Premium Members can also customize their screens to emphasize those factors they deem most important. Because most people have better things to do with their time than stand and watch over their investments, I favor funds that allow you to "set it and forget it."

To help home in on funds that fit the bill, I started by searching the universe of core funds for those with below-average costs and managers who have been on the job for at least five years.

For insurance that a fund would remain in good hands even if the current manager departed, I added a screen for above-average stewardship, meaning the fund family has a history of treating its shareholders as true partners.

Finally, I added a few screens to help ensure that a fund wouldn't stoke investors' worst instincts to buy and sell at inopportune times. I looked for funds with below-average risk scores, because Morningstar's Investor Return data find a notable correlation between volatility and poor dollar-weighted returns.

Because Morningstar's risk rating is a backward-looking measure, I layered on an additional criterion to help identify investments that would also be low-risk in the future--average moat ratings of moderately wide or higher. Morningstar's data have consistently demonstrated that wide-moat stocks and funds tend to hold up better on the downside than narrow- or no-moat companies, a finding that was corroborated during the recent market swoon.

Below, I've provided details on a few funds from my "no babysitter required" list. To see the complete list or customize the screen to fit your own criteria, click here.

Bridgeway Blue Chip 35 Index
Low-cost broad-market index funds are superb "set it and forget it" holdings, providing a lot of diversification in a single shot without the distraction of possible manager and/or strategy shifts. (Index funds can and do shift managers, of course, but it's invariably a non-event.) Owing to its focus on the very largest firms, this fund frequently tops our list when we look for funds with a hefty share of wide-moat companies, and that emphasis has held it in good stead during periods of market weakness. As stocks have struggled over the past three months, for example, it has lost 2 percentage points less than the S&P 500 Index. The fund is more concentrated than a broad market index fund, with just 37 stock holdings as of its most recently available portfolio, but its rule that no more than four stocks can hail from the same industry helps ensure sector diversification. Manager John Montgomery's attention to tax efficiency is another big plus for shareholders in taxable accounts.

PRIMECAP Odyssey Stock (POSKX)
The Primecap management team in charge of this and several other funds, including Vanguard Primecap (VPMCX) and Vanguard Primecap Core (VPCCX), is best known for its contrarian growth approach. The five managers often buy companies with strong growth characteristics when they're in a trough and ride them up as they rebound; the health-care and technology sectors have long been favorite hunting grounds. Of the six funds run by the Primecap team, this offering is the most "core-like," according to analyst David Kathman, with a bigger emphasis on large- and giant-cap stocks than most of its siblings. That, plus its limited reliance on cyclical firms, has helped it hold up well in periods when investors have fretted about the strength of the economy. Even as the S&P 500 has held up better than most actively managed funds over the past three months, this fund has lost even less. It also fared (relatively) well in 2008.

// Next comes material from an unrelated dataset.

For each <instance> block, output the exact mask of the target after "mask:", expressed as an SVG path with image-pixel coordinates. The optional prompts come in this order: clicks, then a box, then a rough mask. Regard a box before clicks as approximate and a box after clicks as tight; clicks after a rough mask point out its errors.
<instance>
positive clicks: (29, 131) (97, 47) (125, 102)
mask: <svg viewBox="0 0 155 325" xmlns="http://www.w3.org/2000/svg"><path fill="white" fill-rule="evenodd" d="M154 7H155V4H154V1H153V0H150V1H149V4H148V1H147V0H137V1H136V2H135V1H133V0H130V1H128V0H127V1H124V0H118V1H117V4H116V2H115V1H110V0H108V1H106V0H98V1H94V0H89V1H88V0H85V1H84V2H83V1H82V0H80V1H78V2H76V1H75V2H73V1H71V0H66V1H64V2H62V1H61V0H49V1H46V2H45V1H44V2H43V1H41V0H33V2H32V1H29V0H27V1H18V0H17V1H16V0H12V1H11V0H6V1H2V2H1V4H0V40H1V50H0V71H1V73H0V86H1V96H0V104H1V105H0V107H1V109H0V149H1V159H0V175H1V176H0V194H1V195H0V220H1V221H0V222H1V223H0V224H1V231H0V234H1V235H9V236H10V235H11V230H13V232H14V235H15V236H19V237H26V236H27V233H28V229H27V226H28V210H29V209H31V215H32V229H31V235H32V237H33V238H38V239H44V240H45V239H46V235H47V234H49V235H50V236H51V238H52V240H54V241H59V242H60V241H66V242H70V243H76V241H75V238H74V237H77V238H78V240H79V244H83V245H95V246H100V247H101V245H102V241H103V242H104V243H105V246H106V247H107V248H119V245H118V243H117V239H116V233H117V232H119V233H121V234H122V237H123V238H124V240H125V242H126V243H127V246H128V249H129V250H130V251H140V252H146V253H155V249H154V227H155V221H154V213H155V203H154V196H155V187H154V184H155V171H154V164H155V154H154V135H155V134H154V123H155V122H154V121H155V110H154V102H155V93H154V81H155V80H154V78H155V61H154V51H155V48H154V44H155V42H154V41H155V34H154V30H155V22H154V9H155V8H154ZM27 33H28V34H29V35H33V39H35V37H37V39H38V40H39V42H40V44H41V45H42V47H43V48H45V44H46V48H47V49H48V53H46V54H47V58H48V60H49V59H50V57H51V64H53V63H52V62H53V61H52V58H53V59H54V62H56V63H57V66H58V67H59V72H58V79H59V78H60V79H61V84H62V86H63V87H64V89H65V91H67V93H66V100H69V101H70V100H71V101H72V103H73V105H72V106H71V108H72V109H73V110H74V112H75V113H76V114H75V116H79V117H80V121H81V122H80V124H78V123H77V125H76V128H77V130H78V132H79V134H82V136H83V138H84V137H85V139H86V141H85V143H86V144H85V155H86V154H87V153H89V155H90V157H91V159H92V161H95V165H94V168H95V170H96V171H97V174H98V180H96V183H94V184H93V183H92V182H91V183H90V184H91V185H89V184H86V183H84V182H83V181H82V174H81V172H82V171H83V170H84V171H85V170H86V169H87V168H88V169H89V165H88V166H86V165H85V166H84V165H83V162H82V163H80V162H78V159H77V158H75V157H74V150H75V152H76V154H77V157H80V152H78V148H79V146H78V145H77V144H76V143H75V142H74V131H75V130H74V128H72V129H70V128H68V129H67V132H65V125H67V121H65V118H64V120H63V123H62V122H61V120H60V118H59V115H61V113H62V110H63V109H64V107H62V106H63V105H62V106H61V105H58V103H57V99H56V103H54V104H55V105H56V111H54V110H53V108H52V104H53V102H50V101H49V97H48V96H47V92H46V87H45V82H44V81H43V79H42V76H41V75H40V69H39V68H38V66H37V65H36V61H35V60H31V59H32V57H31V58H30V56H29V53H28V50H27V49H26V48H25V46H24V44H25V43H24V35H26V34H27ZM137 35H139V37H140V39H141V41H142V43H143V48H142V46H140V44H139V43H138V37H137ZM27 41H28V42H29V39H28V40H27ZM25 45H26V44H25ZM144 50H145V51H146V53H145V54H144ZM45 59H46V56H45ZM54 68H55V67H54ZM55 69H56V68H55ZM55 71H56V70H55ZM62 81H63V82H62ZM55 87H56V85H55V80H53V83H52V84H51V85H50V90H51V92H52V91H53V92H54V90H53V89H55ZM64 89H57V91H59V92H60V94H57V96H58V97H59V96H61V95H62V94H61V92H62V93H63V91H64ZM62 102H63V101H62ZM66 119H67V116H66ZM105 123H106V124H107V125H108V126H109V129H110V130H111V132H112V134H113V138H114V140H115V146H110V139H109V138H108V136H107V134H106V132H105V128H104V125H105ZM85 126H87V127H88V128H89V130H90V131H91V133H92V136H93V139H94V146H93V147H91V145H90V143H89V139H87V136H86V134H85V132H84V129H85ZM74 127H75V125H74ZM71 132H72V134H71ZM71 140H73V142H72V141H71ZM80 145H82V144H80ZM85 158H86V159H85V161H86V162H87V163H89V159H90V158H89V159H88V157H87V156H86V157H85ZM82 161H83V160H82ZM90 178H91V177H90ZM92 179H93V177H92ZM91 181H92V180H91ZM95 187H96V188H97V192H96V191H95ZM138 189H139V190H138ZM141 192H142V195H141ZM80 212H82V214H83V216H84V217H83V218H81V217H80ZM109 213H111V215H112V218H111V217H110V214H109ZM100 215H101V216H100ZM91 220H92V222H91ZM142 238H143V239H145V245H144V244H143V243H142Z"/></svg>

Vanguard Equity-Income (VEIPX)
Vanguard boasts several offerings that fit the core/no-babysitter-required description, including the firm's low-cost index funds as well as active offerings like this one and sibling Vanguard Dividend Growth (VDIGX). Equity-Income's formula is simple: Its managers use both qualitative research and quantitative screens to identify high-quality companies with reasonable valuations, above-average dividend yields, and the prospects of dividend growth. And because of its extra-low costs, shareholders are actually able to take a healthy share of its payout to the bank; it's one of the few active funds with a higher dividend yield than the S&P 500. Its long-term return record and risk profile are impressive, and its Investor Return statistics indicate that shareholders have made good use of the fund.